Scottish Transport Extravaganza bosses are on track to record one of their best ever events after the final crowd figures are totted up for the two-day event in the grounds of Glamis Castle.
With a record-breaking entry of more than 1,800 vehicles of every type and age, as well as a bumper crop of 65 car clubs, officials from the Strathmore Vintage Vehicle Club said the public response to the 45th Extravaganza had cruised past their expectations.
A couple of heavy Saturday showers saw convertible-owning enthusiasts reaching for the folding roof, but bright conditions saw crowds pour through the gates of the historic landmark on Sunday.
SVVC administrator Lesley Munro said: “The drive of the castle was busy with traffic all day and we’ve used car parking areas which have never been used before, so once the full figures are done I would hope we’re looking at a turnout of anything up to 15,000.

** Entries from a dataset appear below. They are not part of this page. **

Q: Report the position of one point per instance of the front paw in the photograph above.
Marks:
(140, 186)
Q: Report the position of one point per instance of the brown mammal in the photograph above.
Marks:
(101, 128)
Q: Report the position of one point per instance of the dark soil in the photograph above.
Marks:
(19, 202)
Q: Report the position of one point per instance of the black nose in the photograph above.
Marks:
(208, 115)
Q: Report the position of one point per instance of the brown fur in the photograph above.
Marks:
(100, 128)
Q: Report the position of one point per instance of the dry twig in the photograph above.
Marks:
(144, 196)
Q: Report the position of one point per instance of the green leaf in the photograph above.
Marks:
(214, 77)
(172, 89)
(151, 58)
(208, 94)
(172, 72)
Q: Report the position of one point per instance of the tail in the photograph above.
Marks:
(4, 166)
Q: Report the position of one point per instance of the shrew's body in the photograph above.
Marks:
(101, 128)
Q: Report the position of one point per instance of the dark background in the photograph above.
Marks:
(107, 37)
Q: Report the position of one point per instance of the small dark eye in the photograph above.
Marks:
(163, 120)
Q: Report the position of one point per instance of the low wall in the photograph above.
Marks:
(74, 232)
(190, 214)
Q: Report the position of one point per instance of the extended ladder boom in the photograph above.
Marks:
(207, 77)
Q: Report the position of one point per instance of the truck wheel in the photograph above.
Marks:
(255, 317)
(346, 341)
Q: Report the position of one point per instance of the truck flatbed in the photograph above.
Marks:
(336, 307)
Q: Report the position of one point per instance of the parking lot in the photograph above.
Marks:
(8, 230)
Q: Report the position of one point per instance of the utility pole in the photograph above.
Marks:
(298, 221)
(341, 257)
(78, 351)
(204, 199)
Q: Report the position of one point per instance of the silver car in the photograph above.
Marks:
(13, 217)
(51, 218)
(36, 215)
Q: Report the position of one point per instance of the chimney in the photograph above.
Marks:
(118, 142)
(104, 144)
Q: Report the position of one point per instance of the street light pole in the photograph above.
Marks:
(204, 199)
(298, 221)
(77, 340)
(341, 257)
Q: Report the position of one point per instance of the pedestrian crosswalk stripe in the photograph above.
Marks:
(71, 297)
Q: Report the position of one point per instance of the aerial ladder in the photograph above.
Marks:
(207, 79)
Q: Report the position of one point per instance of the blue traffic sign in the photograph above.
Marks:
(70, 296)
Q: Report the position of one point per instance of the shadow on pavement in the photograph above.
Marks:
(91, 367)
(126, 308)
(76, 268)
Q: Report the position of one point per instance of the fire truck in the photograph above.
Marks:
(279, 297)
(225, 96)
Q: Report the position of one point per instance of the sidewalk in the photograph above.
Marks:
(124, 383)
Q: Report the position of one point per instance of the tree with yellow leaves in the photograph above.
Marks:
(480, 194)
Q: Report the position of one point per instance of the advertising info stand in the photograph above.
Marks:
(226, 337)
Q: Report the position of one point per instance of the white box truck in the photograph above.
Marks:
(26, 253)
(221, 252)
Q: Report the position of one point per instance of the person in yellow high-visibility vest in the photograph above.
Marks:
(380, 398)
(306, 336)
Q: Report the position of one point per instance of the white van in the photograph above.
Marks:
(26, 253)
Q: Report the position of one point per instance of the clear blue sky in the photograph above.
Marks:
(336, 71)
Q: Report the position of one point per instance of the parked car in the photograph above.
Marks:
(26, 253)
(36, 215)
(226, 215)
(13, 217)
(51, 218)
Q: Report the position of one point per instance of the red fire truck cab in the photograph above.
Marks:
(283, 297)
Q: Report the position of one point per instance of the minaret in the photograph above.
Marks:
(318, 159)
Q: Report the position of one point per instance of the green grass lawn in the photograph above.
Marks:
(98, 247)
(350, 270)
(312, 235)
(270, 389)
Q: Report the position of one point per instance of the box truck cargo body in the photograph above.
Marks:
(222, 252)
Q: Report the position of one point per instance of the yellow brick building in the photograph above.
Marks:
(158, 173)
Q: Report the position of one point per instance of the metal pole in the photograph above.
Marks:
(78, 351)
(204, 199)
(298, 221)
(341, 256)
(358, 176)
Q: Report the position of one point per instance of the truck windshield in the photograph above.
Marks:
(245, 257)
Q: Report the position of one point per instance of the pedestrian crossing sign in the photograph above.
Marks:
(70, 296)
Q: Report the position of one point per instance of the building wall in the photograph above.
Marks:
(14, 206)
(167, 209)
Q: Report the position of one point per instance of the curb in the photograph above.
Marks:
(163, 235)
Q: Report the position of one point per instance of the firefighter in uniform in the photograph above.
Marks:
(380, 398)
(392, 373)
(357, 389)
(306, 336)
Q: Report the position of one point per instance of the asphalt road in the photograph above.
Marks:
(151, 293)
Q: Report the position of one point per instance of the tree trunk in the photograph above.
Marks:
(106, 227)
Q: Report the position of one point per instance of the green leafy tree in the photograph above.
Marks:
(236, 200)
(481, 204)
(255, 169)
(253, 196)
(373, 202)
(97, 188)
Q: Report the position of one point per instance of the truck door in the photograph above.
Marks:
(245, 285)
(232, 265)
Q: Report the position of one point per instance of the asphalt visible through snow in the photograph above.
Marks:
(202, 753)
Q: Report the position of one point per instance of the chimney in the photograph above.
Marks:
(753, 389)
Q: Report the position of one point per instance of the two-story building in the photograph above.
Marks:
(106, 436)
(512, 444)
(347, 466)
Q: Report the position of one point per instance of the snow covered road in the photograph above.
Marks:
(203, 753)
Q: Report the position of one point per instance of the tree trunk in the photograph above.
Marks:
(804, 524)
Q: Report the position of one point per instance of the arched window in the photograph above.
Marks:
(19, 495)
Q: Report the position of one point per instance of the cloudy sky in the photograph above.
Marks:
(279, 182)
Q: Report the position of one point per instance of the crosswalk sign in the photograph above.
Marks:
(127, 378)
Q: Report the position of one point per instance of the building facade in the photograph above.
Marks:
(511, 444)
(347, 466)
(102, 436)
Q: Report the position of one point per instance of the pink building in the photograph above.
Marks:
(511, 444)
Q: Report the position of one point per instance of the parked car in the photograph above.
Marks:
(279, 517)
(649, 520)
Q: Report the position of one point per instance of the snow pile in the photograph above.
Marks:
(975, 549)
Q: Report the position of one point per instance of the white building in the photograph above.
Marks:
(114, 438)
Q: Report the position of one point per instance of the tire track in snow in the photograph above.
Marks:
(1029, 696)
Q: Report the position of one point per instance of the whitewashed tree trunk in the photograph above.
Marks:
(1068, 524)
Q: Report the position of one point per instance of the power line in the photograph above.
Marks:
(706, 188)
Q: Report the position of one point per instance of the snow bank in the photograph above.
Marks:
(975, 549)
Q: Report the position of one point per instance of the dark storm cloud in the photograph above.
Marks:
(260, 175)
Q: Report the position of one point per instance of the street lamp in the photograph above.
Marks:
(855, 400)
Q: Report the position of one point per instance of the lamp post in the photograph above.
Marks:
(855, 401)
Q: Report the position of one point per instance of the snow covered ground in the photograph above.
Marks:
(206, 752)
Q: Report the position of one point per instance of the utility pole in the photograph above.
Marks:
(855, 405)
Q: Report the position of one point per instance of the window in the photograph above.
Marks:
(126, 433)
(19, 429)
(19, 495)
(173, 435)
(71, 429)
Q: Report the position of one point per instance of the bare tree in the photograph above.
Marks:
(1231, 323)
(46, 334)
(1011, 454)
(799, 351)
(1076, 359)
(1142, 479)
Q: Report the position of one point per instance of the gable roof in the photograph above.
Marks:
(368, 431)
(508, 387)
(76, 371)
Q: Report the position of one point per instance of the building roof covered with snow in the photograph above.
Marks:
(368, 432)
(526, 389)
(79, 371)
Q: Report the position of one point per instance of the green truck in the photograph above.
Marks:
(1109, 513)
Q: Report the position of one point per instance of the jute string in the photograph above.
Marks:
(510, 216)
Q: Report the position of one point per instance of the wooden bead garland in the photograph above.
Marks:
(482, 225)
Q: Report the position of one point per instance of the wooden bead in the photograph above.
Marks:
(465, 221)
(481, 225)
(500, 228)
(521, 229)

“The other really good thing from our point of view is the very low percentage of vehicles which were entered but didn’t make the Extravaganza.
“There were very few this year and that is great for the show and the public who come to see them.
“The castle is a magnificent backdrop and once again the banking has been the perfect setting for people to enjoy the main ring entertainment.”
The busy programme features regular parades of competition entrants as well as the spectacular performances of first-time Glamis visitor, motorcycle stuntman Flying Ryan.
In the competitive arena, a two-wheeled exhibit scooped Best in Show honours after the judges selected a 1950 BSA M21 with tradesman’s sidecar as the outstanding exhibit, it having also been picked as best motorcycle.
Arbroath businessman Neil Elford got among the silverware with his 1911 Model T Ford as the best SVVC member exhibit, and a 1921 Airedale, believed to be the only one in existence, was the best motor car in the show.
Angus Classic Enthusiasts were rewarded for their excellent set-up with the best club stand accolade and the awards for the furthest driven entries went to a Ford Granada and a 1923 McKenzie Roadster motorcycle, whose owner spent 250 miles in the saddle en route to Angus.